Anche quando si è recato di persona alle urne Trump ha dileggiato il voto per posta definendo il suo voto «molto sicuro», «perfetto, molto rigoroso, proprio secondo le regole». Parole che non sono scelte a caso, ma che tornano a evocare la possibilità di una frode elettorale.

Il presidente ha agito anche contro il suo partito, che in molti casi ha incoraggiato il voto via posta per paura di una bassa affluenza legata alla pandemia. 
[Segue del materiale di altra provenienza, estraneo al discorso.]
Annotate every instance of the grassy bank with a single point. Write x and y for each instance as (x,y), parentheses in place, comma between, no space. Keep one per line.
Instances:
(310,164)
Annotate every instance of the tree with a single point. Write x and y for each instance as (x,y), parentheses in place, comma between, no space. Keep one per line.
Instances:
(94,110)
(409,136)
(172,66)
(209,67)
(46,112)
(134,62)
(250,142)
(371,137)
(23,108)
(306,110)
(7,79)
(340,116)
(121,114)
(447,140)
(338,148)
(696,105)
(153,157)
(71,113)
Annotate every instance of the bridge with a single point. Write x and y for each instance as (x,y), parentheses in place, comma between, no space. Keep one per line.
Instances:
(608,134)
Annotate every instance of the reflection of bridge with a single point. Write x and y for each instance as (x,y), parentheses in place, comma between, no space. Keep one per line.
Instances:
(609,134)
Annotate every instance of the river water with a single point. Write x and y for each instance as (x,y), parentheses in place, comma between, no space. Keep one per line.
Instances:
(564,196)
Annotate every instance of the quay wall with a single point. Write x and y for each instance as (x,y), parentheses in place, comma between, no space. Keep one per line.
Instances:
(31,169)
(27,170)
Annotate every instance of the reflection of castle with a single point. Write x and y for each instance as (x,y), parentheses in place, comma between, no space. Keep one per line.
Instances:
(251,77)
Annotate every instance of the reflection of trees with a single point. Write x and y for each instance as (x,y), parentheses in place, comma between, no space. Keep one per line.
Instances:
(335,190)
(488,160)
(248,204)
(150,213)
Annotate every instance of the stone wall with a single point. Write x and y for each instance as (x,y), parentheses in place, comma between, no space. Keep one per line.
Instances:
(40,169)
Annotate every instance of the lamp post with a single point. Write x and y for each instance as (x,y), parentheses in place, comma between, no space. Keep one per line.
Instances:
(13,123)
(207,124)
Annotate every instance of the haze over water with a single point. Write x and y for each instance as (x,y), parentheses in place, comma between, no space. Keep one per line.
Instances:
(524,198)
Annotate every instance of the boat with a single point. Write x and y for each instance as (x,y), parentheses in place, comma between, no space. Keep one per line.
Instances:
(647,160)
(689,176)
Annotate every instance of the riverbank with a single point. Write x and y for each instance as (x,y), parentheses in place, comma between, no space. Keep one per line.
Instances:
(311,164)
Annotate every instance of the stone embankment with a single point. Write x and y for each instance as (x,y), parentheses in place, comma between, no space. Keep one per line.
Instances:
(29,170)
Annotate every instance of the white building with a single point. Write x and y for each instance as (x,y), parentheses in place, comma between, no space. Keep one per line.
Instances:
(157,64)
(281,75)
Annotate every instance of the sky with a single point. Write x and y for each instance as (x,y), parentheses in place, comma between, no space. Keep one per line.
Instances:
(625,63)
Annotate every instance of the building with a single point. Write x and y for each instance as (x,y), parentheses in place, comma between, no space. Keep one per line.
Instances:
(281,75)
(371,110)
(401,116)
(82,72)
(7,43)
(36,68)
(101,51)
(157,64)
Ieri il suo martellare costante per mesi ha toccato il suo climax in quella dichiarazione al tempo stesso confusa e precisa. Impedire il voto in quel momento significava impedire  la conta della maggiorparte del voto postale in stati come Michigan e Wisconsis dati a favore dello sfidante Biden. E infatti quando per pochi decimali percentuali l’ex vicrepresidente ha agguantato il vantaggio, Trump ha rilanciato cinguettando il complotto sui brogli che già circolava da ore tra i suoi sostenitori negli Stati Uniti, come in Italia. «Ieri sera», ha scritto, «ero in testa spesso solidamente, in molti Stati chiave (...) Poi, uno per uno, i vantaggi hanno iniziato a scomparire magicamente». «MOLTO STRANO», ha aggiunto urlando in maiuscolo, da complottista in capo.

Chi conosce Trump sa che quando batte su un tema in maniera ripetuta è perchè l’argomento è un asse della sua strategia, di solito costruita sulle radici più estreme ma profonde del partito repubblicano, che il presidente usa abilmente per trascinare i conservatori con sé. Questa notte ne è stato un altro esempio, in una America buia in cui le grida ai brogli si preparano con meticolosità e la lotta ormai è per il diritto basilare della democrazia.